Using a website or an app may feel like a different experience every time, but in fact, the way people look at any design is fairly predictable.

The Z-Pattern

Let’s start with the most boring design I can imagine: an entire newspaper page of solid text. All one story. No headlines. No images. No breaks or pull quotes; just text, in even columns, from corner to corner.

In a design like that—which I hope you never create—users will generally scan it in a pattern something like a “Z,” starting in the upper left and ending in the lower right. Anything in the layout that isn’t near the Z probably won’t be noticed.

Boring! Zzzzzzzz.... (see what I did there?)

The reason I spent so much time teaching you visual design principles is so you would know how you can make this layout better.

Aha!

If we add a bigger headline (visual weight), create one column to follow (line tension), and use smaller sections (repetition), we can get people closer to the famous F-Pattern.

F-Pattern

Similar layouts = similar scanning pattern. Google results make a great F-Pattern if you track the eye movements of users.

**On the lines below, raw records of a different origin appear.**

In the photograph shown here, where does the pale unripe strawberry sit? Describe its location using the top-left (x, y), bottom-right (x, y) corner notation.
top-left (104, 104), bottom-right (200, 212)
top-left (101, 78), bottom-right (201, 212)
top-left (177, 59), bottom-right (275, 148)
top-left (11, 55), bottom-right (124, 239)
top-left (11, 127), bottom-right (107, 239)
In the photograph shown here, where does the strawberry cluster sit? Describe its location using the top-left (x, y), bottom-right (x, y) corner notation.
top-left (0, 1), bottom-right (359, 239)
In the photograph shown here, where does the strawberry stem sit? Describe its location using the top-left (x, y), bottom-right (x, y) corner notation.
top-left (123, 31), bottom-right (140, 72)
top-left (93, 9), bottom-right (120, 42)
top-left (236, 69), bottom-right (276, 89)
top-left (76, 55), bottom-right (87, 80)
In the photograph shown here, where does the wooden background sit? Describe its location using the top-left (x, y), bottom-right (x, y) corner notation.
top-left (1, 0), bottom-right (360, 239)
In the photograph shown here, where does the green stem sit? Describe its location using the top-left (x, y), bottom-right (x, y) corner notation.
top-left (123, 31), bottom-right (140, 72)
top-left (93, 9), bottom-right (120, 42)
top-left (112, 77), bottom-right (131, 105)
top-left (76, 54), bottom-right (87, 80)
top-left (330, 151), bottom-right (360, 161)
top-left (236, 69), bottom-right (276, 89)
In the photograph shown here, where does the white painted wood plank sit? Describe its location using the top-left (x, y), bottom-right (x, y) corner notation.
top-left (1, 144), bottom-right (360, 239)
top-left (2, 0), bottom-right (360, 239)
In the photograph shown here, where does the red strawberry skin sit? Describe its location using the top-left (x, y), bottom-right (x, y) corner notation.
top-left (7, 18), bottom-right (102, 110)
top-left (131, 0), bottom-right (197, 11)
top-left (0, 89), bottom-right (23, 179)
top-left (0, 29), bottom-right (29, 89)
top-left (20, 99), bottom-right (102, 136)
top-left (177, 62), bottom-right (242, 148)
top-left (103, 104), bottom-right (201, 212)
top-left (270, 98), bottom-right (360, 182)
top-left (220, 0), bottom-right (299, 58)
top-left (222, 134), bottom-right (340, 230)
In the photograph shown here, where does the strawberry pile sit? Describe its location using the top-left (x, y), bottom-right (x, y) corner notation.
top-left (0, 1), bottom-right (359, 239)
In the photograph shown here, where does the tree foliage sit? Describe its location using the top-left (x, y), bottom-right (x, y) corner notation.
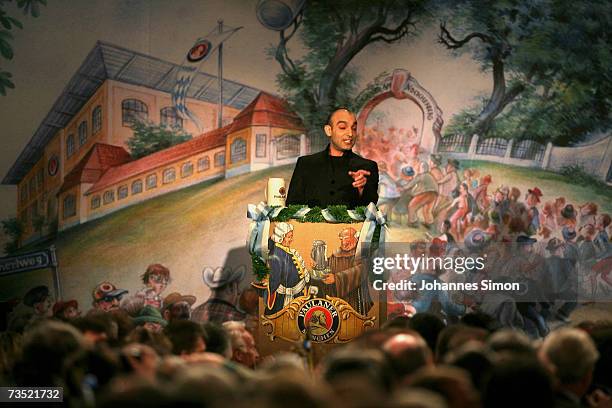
top-left (439, 0), bottom-right (611, 143)
top-left (126, 120), bottom-right (192, 159)
top-left (1, 216), bottom-right (22, 254)
top-left (270, 0), bottom-right (433, 149)
top-left (0, 0), bottom-right (47, 95)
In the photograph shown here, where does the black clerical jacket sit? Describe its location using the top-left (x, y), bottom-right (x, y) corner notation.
top-left (286, 145), bottom-right (379, 208)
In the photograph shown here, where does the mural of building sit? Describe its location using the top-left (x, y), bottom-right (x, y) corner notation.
top-left (3, 42), bottom-right (305, 245)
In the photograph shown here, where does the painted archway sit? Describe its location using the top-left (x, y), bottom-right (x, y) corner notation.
top-left (355, 69), bottom-right (444, 157)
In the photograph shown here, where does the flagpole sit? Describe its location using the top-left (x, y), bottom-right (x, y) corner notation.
top-left (218, 19), bottom-right (223, 129)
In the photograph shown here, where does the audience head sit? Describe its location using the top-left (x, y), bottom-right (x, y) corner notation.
top-left (223, 321), bottom-right (259, 369)
top-left (164, 320), bottom-right (206, 356)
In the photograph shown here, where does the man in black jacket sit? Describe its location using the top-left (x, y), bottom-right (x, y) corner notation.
top-left (286, 108), bottom-right (379, 208)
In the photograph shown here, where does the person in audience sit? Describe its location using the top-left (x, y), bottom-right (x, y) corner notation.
top-left (223, 320), bottom-right (259, 369)
top-left (192, 266), bottom-right (246, 324)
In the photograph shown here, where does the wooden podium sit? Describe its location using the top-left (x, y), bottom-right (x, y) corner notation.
top-left (247, 203), bottom-right (387, 360)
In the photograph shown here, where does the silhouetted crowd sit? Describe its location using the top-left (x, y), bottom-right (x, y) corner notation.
top-left (1, 309), bottom-right (612, 408)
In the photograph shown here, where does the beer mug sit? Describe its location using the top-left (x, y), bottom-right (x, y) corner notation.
top-left (265, 178), bottom-right (287, 207)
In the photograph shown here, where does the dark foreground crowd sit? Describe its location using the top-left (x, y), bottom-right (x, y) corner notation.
top-left (1, 310), bottom-right (611, 408)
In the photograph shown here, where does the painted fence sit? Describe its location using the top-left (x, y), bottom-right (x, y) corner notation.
top-left (438, 134), bottom-right (612, 183)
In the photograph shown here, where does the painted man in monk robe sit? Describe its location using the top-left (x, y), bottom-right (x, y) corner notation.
top-left (264, 222), bottom-right (310, 315)
top-left (321, 227), bottom-right (373, 315)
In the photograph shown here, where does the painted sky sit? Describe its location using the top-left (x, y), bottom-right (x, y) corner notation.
top-left (0, 0), bottom-right (490, 245)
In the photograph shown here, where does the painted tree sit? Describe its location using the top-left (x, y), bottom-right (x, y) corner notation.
top-left (0, 0), bottom-right (47, 95)
top-left (270, 0), bottom-right (434, 150)
top-left (439, 0), bottom-right (611, 143)
top-left (126, 120), bottom-right (192, 159)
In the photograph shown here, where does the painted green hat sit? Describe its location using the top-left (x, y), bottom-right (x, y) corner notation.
top-left (133, 305), bottom-right (167, 327)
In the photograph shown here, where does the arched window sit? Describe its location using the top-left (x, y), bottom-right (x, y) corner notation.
top-left (92, 105), bottom-right (102, 134)
top-left (214, 151), bottom-right (225, 167)
top-left (160, 107), bottom-right (183, 129)
top-left (181, 161), bottom-right (193, 178)
top-left (132, 180), bottom-right (143, 194)
top-left (230, 138), bottom-right (247, 163)
top-left (118, 185), bottom-right (128, 200)
top-left (66, 134), bottom-right (75, 157)
top-left (146, 174), bottom-right (157, 190)
top-left (162, 168), bottom-right (176, 184)
top-left (197, 157), bottom-right (210, 172)
top-left (103, 190), bottom-right (115, 204)
top-left (122, 99), bottom-right (148, 126)
top-left (63, 194), bottom-right (76, 219)
top-left (91, 195), bottom-right (101, 209)
top-left (78, 121), bottom-right (88, 146)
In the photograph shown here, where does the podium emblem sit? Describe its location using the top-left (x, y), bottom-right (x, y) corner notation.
top-left (297, 298), bottom-right (340, 342)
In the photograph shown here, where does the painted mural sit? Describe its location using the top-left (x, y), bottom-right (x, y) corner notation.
top-left (0, 1), bottom-right (610, 351)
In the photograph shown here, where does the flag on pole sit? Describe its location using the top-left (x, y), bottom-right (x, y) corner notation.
top-left (172, 24), bottom-right (242, 132)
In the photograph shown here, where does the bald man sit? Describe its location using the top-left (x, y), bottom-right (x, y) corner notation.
top-left (286, 108), bottom-right (379, 208)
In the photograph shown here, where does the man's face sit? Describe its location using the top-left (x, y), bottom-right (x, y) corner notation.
top-left (166, 301), bottom-right (191, 322)
top-left (236, 331), bottom-right (259, 369)
top-left (143, 322), bottom-right (162, 333)
top-left (63, 306), bottom-right (80, 319)
top-left (96, 296), bottom-right (120, 311)
top-left (34, 296), bottom-right (53, 316)
top-left (324, 109), bottom-right (357, 154)
top-left (147, 274), bottom-right (168, 295)
top-left (526, 193), bottom-right (538, 207)
top-left (339, 230), bottom-right (357, 252)
top-left (281, 230), bottom-right (294, 247)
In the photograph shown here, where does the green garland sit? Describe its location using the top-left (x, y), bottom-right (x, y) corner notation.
top-left (271, 205), bottom-right (367, 223)
top-left (251, 252), bottom-right (270, 282)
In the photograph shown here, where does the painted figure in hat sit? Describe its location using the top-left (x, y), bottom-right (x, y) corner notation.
top-left (594, 213), bottom-right (611, 254)
top-left (437, 158), bottom-right (460, 199)
top-left (526, 187), bottom-right (543, 235)
top-left (192, 266), bottom-right (246, 324)
top-left (577, 202), bottom-right (598, 230)
top-left (162, 292), bottom-right (196, 323)
top-left (473, 175), bottom-right (492, 212)
top-left (264, 222), bottom-right (309, 315)
top-left (52, 299), bottom-right (81, 321)
top-left (401, 161), bottom-right (439, 227)
top-left (544, 238), bottom-right (577, 322)
top-left (91, 281), bottom-right (128, 312)
top-left (133, 305), bottom-right (167, 333)
top-left (121, 264), bottom-right (170, 316)
top-left (23, 285), bottom-right (53, 318)
top-left (377, 162), bottom-right (401, 216)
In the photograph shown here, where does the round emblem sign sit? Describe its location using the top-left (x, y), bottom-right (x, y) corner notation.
top-left (297, 298), bottom-right (341, 343)
top-left (47, 155), bottom-right (59, 176)
top-left (187, 40), bottom-right (212, 63)
top-left (278, 186), bottom-right (286, 197)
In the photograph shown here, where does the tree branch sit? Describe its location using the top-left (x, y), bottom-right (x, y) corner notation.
top-left (275, 16), bottom-right (302, 77)
top-left (369, 8), bottom-right (417, 44)
top-left (437, 22), bottom-right (493, 49)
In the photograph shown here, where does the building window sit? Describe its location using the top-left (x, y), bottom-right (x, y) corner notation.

The F-Pattern made the founders of the Nielsen Norman Group famous a while back. They still maintain a very good blog and publish many reports worth reading.

The F-Pattern works like this:

  1. Start in the upper-left corner, like the Z-Pattern.

  2. Read/scan the first (head)line of the text.

  3. Scan down the left side of the column until you find something interesting.

  4. Read the interesting thing more carefully.

  5. Continue scanning down.

  6. By repeating that method over and over, the scanning pattern starts to look like an “E” or an “F,” hence the name.

Why Is This Important?

You might notice that some parts of the page get lots of attention “naturally,” whereas other parts of the page are overlooked most of the time. This is what is meant by “strong” and “weak” spots in a layout.

A button in the upper left will get more clicks than a button in the upper right, which will get more clicks than a button in the lower left, which will get more clicks than a button in the lower right. And all of those will get more clicks than something randomly stuck in the middle, unless you do something about it.

It might also be good to know that each “block” of content and each column can have their own F-Pattern. It doesn’t have to be one-F-Pattern-per-page, but that is a more advanced conversation for another day.

Create a Visual Hierarchy

When you consistently use typography to indicate the importance of text, and certain colors to highlight buttons, and when you give more visual weight to things that matter, it creates a visual hierarchy (i.e.,a design that people can scan easily). Our eyes jump from important thing to important thing rather than scanning like a robot.

Some designers think visual hierarchy is good because it looks better, but the truth is that it feels better because it is easier to scan.